How A Woman Feels Around A Harvey Weinstein

12 Comments

  1. Thanks for sharing your story. The more we share, the more courage others will feel to tell their stories. Imagine the powerful wave of emotion and release should all women retell those painful moments of assault and harrassment. The wave would rival any ocean surge brought on by hurricanes and earthquakes.

  2. Margaret, thanks for sharing! I had never heard of freeze or fold, but of course they make sense. It’s always shocking, sexual harassment. I had a built in aggression radar when I was very young, because I came from a domestic violence situation, I was hyper-vigilant, but nevertheless when I got older, and men started coming at me, I would freeze! The tough, savvy kid that I normally was, turned into the vulnerable, young woman I really was. Aggression is always shocking.

    Walker Thornton and I are talking about the whole Weinstein, Karan thing on my blog this week. Please join us?

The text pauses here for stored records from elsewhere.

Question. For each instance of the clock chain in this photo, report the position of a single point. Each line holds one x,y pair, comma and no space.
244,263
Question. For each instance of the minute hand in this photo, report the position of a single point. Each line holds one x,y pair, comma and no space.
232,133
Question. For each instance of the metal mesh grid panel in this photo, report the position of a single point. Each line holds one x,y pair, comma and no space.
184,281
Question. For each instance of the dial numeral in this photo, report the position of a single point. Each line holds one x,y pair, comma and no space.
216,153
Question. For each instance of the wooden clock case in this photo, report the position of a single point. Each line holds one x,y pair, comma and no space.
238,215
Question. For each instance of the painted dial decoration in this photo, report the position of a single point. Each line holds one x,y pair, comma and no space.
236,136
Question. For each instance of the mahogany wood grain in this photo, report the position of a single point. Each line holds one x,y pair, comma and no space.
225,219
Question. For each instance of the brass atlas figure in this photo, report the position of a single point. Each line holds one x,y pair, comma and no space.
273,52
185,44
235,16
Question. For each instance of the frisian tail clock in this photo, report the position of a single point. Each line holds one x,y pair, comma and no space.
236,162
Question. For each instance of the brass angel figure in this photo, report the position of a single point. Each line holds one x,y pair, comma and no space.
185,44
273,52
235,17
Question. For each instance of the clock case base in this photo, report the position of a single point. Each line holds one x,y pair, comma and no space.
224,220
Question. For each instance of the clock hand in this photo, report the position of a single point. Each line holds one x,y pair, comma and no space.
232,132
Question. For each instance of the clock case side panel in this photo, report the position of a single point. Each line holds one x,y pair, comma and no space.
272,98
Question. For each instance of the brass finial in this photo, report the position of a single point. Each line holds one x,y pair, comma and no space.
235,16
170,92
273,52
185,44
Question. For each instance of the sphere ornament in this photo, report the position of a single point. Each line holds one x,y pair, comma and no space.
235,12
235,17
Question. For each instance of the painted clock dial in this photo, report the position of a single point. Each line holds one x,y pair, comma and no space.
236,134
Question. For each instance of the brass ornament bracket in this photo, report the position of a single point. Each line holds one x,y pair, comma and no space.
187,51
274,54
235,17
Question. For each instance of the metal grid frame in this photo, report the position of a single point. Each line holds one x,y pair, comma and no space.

  3. Hi Margaret. Thanks for pointing out that, “your reaction is based on how your brain assesses the situation, how you comprehend what’s happening to you.” I think so much of that mindset comes from how we are raised and where/when we live. I see so many parents telling their young girls how beautiful they are and going on and on about how “nice” they are…and then we wonder why (young) women will do things to keep that external measurement of beauty going…at any cost. As well as the inability to say no or even react in an appropriate way when challenged. While I agree that no one EVER deserves abuse, there are things that we can do to educate and support women to be better enabled. Thanks for the suggestions. ~Kathy

    1. Great comment Kathy. There are so many factors within how someone assesses — you’re absolutely spot on. I look back now on how I let myself be treated, and as you say, can see my own lack of response as a reflection of what “nice women” were supposed to act. I’m not so nice anymore. From the moment of birth on, girls need to hear, just as boys do, how valuable they are for who they are — not an attribute like beauty.

  4. I’ve never been overtly sexually harassed. At least I think I haven’t been, at least not by anyone very persistent. The cat calls by construction workers or other random men on the street seem to be “normal” in our culture. I was taught to ignore them, so I do, but I’ve always hated the way they make me feel. I’ve even gone out of my way to avoid construction sites. This speaks to the massive shift in our culture where men are taught that it’s not OK to be an a$$hole towards women. I’m pretty sure this behavior isn’t going to disappear during my lifetime. As our Harasser in Chief would say—-Sad.